Солдат резко повернул голову. Лиза посмотрела в своё боковое окно. На полях, где заканчивались снопы, начинались виселицы, на которых болтались люди. Кругом по земле шастали вороны, подсвеченные жёлтым светом луны, иногда тяжело взлетали, словно вес был равен птеродактилю, а крылья лишь мешали. Иногда из тумана взметались маленькие смерчи, поднимали бумагу, пыль, сухие стебли травы.
Елизавета остановила «вранглер» и зачарованно уставилась на мрачную картину, где с неба в густой низкий туман били молнии.
— Что делать будем? — Лиза повернулась к Виктору, на бледном лице читался ужас. — Смотри, — прошептала она, — это же настоящие люди повешены. Нужно срочно куда-то сообщать.
— Видно — как днём, — задумчиво произнёс Виктор.
Елизавета достала из сумки айфон, набрала номер и прижала к уху. Через минуту грязно выругалась, швырнула через плечо на заднее сиденье.

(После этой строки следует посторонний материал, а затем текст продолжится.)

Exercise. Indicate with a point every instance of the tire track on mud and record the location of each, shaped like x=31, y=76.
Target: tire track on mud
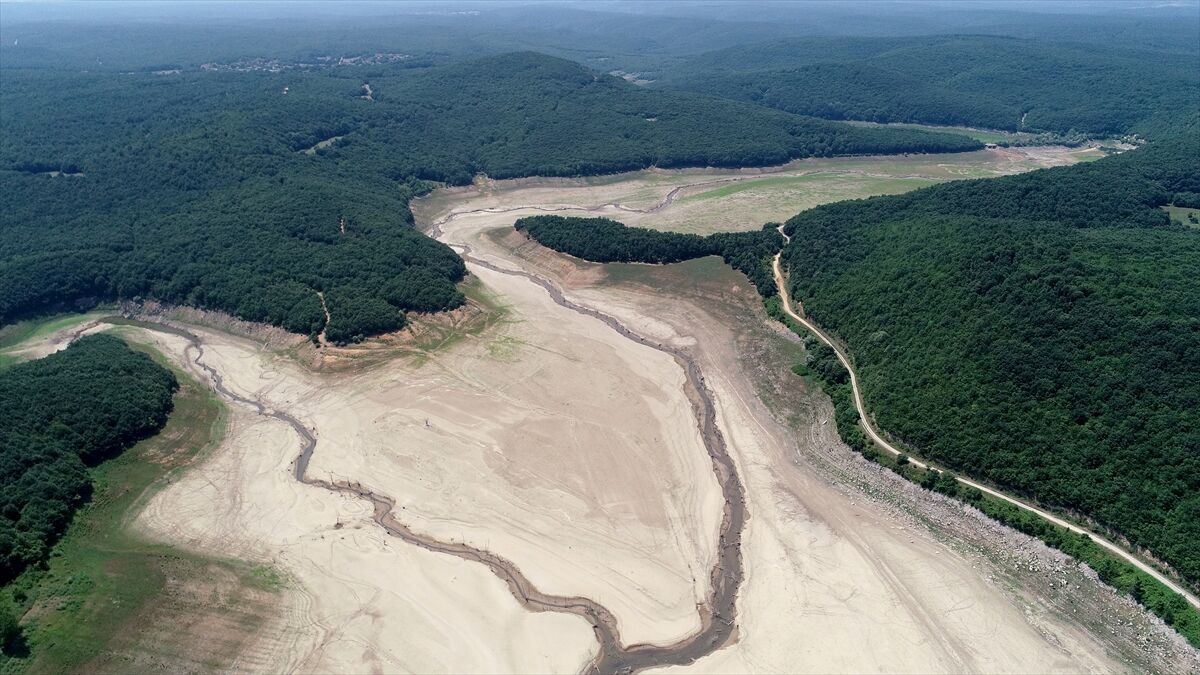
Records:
x=869, y=428
x=718, y=614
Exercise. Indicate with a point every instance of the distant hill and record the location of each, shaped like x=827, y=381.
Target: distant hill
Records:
x=1041, y=332
x=252, y=191
x=976, y=81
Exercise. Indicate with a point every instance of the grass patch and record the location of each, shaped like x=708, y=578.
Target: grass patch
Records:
x=13, y=334
x=1183, y=215
x=93, y=598
x=981, y=135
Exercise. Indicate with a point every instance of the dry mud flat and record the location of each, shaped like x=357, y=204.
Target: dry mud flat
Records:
x=573, y=452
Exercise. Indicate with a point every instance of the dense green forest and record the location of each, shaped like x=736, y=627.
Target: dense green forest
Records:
x=196, y=187
x=604, y=240
x=977, y=81
x=1041, y=332
x=58, y=416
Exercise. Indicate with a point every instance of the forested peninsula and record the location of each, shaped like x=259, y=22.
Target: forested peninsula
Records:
x=250, y=192
x=605, y=240
x=59, y=416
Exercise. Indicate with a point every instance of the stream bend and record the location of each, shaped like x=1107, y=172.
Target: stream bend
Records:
x=718, y=614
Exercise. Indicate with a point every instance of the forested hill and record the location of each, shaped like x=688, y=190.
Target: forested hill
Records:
x=59, y=416
x=978, y=81
x=250, y=192
x=1041, y=332
x=604, y=240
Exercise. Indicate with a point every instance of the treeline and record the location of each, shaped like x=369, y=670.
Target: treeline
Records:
x=1039, y=332
x=604, y=240
x=59, y=416
x=972, y=79
x=822, y=365
x=193, y=190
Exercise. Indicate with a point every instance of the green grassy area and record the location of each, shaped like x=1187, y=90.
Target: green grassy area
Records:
x=1183, y=215
x=102, y=581
x=981, y=135
x=13, y=334
x=867, y=185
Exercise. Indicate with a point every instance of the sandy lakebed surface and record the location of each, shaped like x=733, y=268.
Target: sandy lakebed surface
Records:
x=574, y=453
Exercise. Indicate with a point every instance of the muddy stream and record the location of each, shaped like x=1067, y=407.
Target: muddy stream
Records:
x=717, y=614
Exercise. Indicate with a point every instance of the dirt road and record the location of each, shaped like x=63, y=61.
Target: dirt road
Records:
x=869, y=428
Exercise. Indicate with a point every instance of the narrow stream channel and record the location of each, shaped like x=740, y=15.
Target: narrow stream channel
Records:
x=717, y=614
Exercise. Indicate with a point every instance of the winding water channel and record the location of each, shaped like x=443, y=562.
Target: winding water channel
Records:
x=717, y=614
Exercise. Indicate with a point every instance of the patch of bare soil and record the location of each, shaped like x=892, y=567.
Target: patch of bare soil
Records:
x=208, y=620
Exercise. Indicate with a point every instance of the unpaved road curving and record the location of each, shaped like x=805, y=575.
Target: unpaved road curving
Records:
x=555, y=459
x=869, y=426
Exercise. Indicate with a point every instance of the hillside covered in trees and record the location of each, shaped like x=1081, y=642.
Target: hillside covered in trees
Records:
x=250, y=192
x=1041, y=332
x=59, y=416
x=978, y=81
x=604, y=240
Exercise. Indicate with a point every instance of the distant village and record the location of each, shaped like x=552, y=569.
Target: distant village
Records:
x=280, y=65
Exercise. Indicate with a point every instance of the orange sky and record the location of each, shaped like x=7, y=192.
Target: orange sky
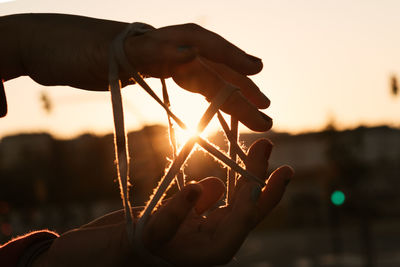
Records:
x=322, y=59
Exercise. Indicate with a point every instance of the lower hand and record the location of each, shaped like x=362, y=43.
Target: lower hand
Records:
x=177, y=232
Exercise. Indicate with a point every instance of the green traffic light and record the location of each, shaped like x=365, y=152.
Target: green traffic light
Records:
x=338, y=198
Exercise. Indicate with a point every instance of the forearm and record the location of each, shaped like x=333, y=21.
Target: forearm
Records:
x=10, y=56
x=57, y=49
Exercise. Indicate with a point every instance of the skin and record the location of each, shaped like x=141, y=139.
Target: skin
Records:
x=55, y=49
x=45, y=47
x=178, y=232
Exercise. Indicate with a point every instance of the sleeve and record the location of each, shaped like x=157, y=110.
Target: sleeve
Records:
x=25, y=248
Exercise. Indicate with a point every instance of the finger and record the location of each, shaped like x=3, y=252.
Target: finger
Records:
x=256, y=161
x=248, y=88
x=197, y=77
x=212, y=46
x=213, y=191
x=244, y=215
x=232, y=232
x=99, y=246
x=274, y=190
x=166, y=221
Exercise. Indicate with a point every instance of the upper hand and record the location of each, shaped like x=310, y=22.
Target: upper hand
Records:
x=72, y=50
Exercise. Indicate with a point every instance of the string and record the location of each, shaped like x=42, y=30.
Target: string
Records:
x=118, y=58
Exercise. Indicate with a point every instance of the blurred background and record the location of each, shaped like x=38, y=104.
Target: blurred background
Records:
x=331, y=70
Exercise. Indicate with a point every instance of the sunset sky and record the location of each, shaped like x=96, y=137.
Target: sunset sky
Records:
x=323, y=60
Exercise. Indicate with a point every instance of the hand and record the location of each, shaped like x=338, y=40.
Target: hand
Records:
x=58, y=49
x=177, y=232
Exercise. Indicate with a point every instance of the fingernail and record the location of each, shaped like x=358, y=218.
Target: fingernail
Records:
x=255, y=193
x=192, y=196
x=267, y=119
x=253, y=58
x=268, y=149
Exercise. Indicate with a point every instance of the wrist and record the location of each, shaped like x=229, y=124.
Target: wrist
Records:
x=10, y=57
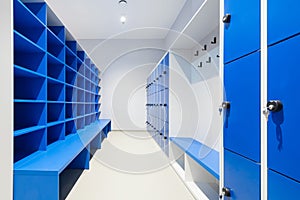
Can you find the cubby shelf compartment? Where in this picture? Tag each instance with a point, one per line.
(80, 67)
(72, 45)
(88, 108)
(71, 110)
(55, 112)
(28, 54)
(80, 95)
(80, 110)
(70, 76)
(55, 132)
(55, 90)
(71, 94)
(26, 144)
(59, 32)
(80, 81)
(71, 59)
(70, 127)
(87, 84)
(36, 118)
(55, 68)
(28, 85)
(81, 55)
(28, 24)
(80, 123)
(55, 46)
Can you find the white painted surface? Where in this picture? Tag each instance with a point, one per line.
(100, 19)
(125, 65)
(6, 102)
(103, 182)
(195, 98)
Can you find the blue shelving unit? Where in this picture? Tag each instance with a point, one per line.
(158, 104)
(56, 98)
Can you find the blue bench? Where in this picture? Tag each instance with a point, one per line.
(37, 176)
(206, 157)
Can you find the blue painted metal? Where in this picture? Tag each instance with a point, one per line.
(283, 19)
(282, 187)
(43, 167)
(283, 126)
(242, 34)
(242, 119)
(241, 176)
(205, 156)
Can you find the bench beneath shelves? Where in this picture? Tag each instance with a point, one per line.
(197, 165)
(37, 176)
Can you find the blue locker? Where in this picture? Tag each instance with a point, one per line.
(281, 187)
(242, 119)
(242, 177)
(283, 126)
(242, 33)
(283, 19)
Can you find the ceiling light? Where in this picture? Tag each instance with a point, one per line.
(123, 19)
(123, 2)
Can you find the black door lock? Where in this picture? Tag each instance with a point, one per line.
(226, 105)
(274, 105)
(226, 18)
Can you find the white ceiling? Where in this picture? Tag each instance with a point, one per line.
(100, 19)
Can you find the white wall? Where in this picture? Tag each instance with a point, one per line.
(125, 66)
(6, 100)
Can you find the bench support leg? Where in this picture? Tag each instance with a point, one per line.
(82, 160)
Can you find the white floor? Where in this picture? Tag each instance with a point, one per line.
(129, 166)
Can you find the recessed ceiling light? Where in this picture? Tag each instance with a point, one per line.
(123, 19)
(123, 2)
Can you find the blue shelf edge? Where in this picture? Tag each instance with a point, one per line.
(210, 158)
(67, 149)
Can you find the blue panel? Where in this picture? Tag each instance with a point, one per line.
(242, 120)
(207, 157)
(242, 34)
(283, 126)
(281, 187)
(283, 19)
(242, 177)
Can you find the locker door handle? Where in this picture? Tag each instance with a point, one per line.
(274, 105)
(226, 18)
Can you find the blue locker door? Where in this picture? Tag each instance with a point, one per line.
(242, 32)
(242, 177)
(281, 187)
(283, 19)
(242, 119)
(283, 126)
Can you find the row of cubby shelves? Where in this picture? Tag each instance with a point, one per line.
(158, 92)
(31, 27)
(31, 56)
(38, 138)
(44, 113)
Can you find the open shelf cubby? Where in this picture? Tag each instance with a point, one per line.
(28, 54)
(37, 115)
(55, 68)
(26, 144)
(29, 85)
(55, 112)
(55, 132)
(55, 90)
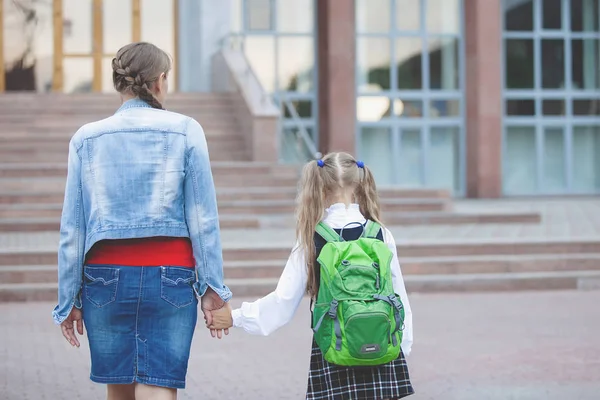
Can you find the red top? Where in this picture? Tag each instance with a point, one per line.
(146, 252)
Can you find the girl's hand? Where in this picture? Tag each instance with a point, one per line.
(68, 326)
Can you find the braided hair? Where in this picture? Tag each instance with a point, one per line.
(138, 65)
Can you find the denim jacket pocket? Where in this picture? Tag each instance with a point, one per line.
(176, 286)
(100, 285)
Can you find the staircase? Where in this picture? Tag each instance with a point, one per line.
(34, 135)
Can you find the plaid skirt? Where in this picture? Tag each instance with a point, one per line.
(332, 382)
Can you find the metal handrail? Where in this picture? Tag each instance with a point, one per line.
(265, 96)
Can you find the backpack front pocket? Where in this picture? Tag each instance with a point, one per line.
(368, 334)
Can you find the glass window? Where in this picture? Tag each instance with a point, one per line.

Впереди по дороге в расступившемся тумане появилась двускатная крыша двухэтажного бревенчатого особняка. По центру над коньком возвышалась кирпичная труба, на конце которой восседало большое птичье гнездо. К левому углу дома пристроена узкая башня с конической крышей. Дорога упиралась в разбитые деревянные ворота, с обеих сторон прилегал невысокий часто прореженный дощатый забор, некоторые доски перевязаны толстой верёвкой или колючей проволокой. На нескольких двухметровых деревянных копьях насажены человеческие черепа.
— Вот и дождались, — не очень-то весело объявил Солдат, большой палец правой руки непроизвольно взвёл курок обреза.
Елизавета подвела «вранглер» к правому воротному столбу. Виктор закинул рюкзак на плечи, покрепче сжал в ладонях обрез ружья и вышел на улицу. Осмотрелся: как-то не очень приводила к доверию вся эта мрачность перед глазами. Обошёл джип сзади и подошёл к проёму ворот. Лиза не выходила, почему-то медлила; её голова то ныряла за боковым окном, то вновь поднималась, уткнув лицо, наверное, в то, что было в руках. Солдат решил, что Елизавета ещё раз пробует поймать связь и набрать номер на айфоне, но без неё не решился идти дальше: она хоть и женщина, но полицейский, имеет ствол и умеет с ним обращаться, а значит, постоять за себя, и при необходимости хоть немного помочь, подстраховать.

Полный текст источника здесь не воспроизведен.